There are enough running gunfights and car chases and desperate narrow escapes to make your average private eye think about changing careers, but Wentworth thrives on this stuff. As fast as he sends a bullet through a crook's forehead, he's reloading. I have to say that (as Norvell Page presents him) the Spider is one of the most dangerous characters in adventure fiction; I think he could hold his own against Robert E. Howard heroes like Francis X. Gordon or even Solomon Kane. It's not so much that he's cornered in a room with a dozen killers, it's more like they're trapped in there with HIM. After a sword fight with two giant guards and then plowing through a dozen Chinese fighters, when Wentworth is finally brought down and dragged away, he starts laughing at seeing the carnage he's caused. That gave me an uneasy chill.
Two scenes in particular stand out. In a small unlit room with a group of gangsters, Wentworth sits on a corpse's stomach and makes it groan when he expells air from its lungs... and since this seems to unnerve the crooks, he does it again and scares the thugs into thinking the dead man is talking. But what I will always remember from this book is one very unlikely series of events. In crowded Manhattan, absolutely packed with Christmas shoppers, several people scream and began thrashing around from the poisoned cigarettes (is that a tautology?), and the mob starts to panic. Hundreds will be hurt in the stampede, so Richard Wentworth seizes a cornet and gets them all to start singing, "Silent Night". I kid you not.

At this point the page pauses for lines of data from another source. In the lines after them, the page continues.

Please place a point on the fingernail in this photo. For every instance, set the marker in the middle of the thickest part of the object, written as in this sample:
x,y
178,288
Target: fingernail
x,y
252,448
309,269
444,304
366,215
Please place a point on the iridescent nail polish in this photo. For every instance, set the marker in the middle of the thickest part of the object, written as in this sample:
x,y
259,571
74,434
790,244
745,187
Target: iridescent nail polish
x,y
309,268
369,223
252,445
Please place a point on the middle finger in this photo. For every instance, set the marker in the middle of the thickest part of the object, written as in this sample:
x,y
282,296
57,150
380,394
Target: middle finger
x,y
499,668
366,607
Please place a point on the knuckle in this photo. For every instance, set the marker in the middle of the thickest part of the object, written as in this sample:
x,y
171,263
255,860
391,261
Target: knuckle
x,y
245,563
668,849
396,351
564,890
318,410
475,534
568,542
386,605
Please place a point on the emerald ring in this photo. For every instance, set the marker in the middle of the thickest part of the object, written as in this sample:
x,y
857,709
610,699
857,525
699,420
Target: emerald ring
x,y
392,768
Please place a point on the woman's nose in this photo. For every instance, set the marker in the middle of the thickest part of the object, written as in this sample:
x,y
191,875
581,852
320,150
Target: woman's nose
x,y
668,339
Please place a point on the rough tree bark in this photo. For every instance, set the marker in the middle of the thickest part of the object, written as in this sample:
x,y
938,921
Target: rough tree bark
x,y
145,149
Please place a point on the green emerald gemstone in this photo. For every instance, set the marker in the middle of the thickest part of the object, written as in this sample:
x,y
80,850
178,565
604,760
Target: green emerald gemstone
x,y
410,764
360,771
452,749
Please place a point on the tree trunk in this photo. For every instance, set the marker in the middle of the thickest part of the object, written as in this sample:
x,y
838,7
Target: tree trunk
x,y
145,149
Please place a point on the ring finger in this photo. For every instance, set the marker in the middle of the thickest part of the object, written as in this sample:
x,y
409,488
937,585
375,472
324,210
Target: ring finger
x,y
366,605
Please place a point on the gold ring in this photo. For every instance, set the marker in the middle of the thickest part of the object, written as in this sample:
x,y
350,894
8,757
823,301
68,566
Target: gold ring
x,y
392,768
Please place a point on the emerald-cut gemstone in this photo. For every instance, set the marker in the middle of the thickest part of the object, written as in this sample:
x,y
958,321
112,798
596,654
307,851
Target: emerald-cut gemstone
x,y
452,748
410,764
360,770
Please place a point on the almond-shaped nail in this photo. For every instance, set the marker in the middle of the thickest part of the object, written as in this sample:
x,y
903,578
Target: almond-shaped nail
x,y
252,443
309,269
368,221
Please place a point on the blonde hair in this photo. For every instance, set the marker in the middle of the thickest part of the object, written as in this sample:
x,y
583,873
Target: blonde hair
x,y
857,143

I don't know if this scene stands up to cold examination, but caught up in the heat of Norvell Page's overwrought writing style, I believed it while it was happening....
I should note here that Page (along with Harold Davis in a few Doc Savage novels) seems to have the idea that hypnosis is some sort of telepathic emanation, and that the moment the hypnotist is killed, all his subjects will snap out of their spells wherever they are. Maybe he was thinking of Dracula.
The big finale has our beloved Nita in a cell, with a lustful orangutan just aching to have his way with her. Now my first thought was, "Not Clyde! He would never be so crude!" But a little research shows that in fact subdominant male orangutans do routinely rape their females as well as other males, despite the victim's struggles. There are even documented cases of orangutans raised in human households becoming sexually aggressive with human females, and of course the peoples who are native to the areas where these apes live have always said the hairy brutes will occasionally carry off a woman for an unpleasant experience. So I'll never be able to watch EVERY WHICH WAY BUT LOOSE again wtthout keeping a suspicious eye on that Clyde character (although not even he found Sondra Locke attractive).